Сверху до него долетали кое-какие звуки. Он различил недовольный голос профессора, ему что-то слабо и невнятно отвечала Нина. Потом послышалась брань и вроде бы удары, затем звериный вой, и вдруг Нина дико закричала. Кирилл быстро полез наверх, хотя ржавые ступеньки гнулись под ним, грозя вот-вот сломаться.
Вбежав в комнату, он поскользнулся на чем-то липком. Посмотрел себе под ноги – по полу растекалась лужа крови. Недалеко от входа валялось тело профессора, теперь и вправду без головы, которая откатилась в угол.
– Это Кром, – глотая слезы, пробормотала Нина. – Я сказала профессору, что ты сбежал, и он начал бить Крома палкой. Тот кинулся на него, убил и убежал в подземелья. Лучше бы он и меня убил.
Кирилл был потрясен, но понемногу до него стало доходить, что путь свободен.
– Нина, теперь мы можем уйти! Давай я возьму Вадика и пойду на станцию за людьми – одному мне тебя не дотащить. Я приведу врачей, они посмотрят, чем тебе можно помочь.
– Как ты не понимаешь, мне нельзя к людям! – отчаянно замотала головой женщина, глотая слезы. – Даже если я выживу, то навлеку беду на остальных.
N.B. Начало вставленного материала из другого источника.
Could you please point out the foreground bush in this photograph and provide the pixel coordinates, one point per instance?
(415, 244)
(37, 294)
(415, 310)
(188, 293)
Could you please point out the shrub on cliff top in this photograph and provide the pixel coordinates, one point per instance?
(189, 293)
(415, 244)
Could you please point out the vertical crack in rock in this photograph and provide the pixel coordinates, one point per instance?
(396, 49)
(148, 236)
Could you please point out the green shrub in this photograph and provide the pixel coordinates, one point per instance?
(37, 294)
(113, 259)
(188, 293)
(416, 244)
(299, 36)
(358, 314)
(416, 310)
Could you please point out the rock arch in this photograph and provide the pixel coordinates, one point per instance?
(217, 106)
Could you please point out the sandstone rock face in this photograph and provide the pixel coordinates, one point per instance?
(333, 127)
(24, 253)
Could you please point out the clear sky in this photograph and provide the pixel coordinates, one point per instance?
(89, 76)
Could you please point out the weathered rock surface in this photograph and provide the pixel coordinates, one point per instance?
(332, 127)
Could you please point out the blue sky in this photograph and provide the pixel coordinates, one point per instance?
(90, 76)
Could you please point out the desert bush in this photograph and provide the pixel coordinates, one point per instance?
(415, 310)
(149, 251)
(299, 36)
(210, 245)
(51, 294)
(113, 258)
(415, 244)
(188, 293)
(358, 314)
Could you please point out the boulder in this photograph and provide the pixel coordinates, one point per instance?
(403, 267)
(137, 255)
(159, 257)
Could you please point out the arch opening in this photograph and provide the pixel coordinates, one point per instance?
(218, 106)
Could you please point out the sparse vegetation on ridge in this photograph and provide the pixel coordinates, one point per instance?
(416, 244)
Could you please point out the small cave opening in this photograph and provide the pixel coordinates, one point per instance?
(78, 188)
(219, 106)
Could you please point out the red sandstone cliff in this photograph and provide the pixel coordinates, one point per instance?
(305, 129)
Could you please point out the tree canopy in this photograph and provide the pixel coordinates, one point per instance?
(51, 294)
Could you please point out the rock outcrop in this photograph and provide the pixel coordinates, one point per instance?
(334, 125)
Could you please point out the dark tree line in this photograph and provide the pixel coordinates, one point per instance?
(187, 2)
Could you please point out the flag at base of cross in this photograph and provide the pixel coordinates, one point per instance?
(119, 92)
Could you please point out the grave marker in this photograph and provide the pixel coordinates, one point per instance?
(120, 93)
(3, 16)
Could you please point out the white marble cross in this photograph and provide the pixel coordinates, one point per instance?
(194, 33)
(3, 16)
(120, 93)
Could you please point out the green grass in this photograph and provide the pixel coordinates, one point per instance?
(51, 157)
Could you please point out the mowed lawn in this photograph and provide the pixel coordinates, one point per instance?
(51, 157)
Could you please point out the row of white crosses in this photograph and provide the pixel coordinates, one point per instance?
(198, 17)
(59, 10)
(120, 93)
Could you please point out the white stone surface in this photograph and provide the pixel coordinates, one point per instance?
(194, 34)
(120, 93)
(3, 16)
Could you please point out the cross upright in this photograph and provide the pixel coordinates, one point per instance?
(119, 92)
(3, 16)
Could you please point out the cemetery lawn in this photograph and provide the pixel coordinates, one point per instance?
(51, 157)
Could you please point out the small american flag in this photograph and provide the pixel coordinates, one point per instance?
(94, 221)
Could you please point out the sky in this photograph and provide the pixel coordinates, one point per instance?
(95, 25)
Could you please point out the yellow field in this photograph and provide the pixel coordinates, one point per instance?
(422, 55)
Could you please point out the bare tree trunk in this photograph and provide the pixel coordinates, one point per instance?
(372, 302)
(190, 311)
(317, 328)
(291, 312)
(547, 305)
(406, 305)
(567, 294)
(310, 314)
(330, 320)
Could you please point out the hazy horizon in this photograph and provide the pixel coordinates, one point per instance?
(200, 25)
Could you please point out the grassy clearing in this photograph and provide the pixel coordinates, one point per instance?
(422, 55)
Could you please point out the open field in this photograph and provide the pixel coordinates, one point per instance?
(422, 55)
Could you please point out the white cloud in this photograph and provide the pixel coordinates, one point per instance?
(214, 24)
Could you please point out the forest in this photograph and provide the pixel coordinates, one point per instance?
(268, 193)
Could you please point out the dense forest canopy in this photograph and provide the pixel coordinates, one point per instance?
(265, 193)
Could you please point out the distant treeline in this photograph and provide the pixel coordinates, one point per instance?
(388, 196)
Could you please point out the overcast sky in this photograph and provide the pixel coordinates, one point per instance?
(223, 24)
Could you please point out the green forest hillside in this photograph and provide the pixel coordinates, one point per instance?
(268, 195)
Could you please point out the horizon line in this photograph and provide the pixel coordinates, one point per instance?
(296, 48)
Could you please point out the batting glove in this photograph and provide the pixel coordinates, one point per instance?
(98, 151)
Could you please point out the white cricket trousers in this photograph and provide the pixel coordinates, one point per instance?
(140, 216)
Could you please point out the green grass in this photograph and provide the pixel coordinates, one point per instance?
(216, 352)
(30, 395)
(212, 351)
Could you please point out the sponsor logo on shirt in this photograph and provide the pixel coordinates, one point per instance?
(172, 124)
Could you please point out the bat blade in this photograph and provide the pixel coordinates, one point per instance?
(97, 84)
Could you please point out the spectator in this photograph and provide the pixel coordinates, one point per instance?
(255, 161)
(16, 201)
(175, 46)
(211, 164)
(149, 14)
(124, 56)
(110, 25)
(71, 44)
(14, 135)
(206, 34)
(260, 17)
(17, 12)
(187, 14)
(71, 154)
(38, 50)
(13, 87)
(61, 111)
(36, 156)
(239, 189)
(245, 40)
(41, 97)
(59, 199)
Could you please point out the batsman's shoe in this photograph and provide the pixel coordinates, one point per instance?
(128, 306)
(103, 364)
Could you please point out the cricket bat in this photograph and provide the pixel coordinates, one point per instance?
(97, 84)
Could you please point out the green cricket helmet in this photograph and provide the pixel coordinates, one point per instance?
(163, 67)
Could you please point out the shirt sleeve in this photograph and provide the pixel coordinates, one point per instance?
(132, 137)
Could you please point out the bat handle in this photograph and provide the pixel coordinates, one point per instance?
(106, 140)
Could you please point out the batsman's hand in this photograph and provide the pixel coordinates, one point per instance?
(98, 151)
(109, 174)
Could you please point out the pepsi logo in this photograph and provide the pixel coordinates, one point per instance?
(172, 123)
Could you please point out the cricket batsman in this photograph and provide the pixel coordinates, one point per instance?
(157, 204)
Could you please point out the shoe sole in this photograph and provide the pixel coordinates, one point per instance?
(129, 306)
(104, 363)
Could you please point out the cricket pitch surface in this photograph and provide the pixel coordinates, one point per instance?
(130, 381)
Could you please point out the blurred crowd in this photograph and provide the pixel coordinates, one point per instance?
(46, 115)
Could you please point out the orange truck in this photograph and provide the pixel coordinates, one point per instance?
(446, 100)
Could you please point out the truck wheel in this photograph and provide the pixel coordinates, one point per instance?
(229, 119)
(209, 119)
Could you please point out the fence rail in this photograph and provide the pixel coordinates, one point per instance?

Разве ты не слышал, Рейх подписал нам смертный приговор, а у них не бывает срока давности! Рано или поздно меня выследили бы и убили, а заодно и всех, кто в этот момент оказался рядом. Но я не выживу – у меня уже ноги отнимаются.
– Да ну, брось! – с напускной бодростью сказал Кирилл. – Тебе просто нужен уход и нормальная еда. Ты скоро встанешь на ноги.
Нина слабо улыбнулась:
– Нужно кое-что сделать напоследок. Дай мне, пожалуйста, вон ту банку.
В углу стояла небольшая банка с плотной крышкой, в которой было проделано несколько дырочек. Кирилл выполнил просьбу, глянув мимоходом, что там в банке, – вроде бы, просто немного земли на дне, ничего интересного.
– Отойди чуть-чуть подальше, – попросила Нина и с трудом откупорила банку. На ладонь ей выполз паук размером с фалангу большого пальца, угрожающе приподнял передние лапы и так застыл.
– Ну вот и все, – нежно сказала женщина. – Пожалуйста, позаботься о моем несчастном сыне так, как я тебя просила. И не бойся – паук сдохнет, как только выпустит яд.
До Кирилла еще не успел дойти смысл ее слов, когда она сжала паука в кулаке. Тихо вскрикнула и откинулась на постели. Лицо ее посинело, рука разжалась, и мертвый паук скатился на пол.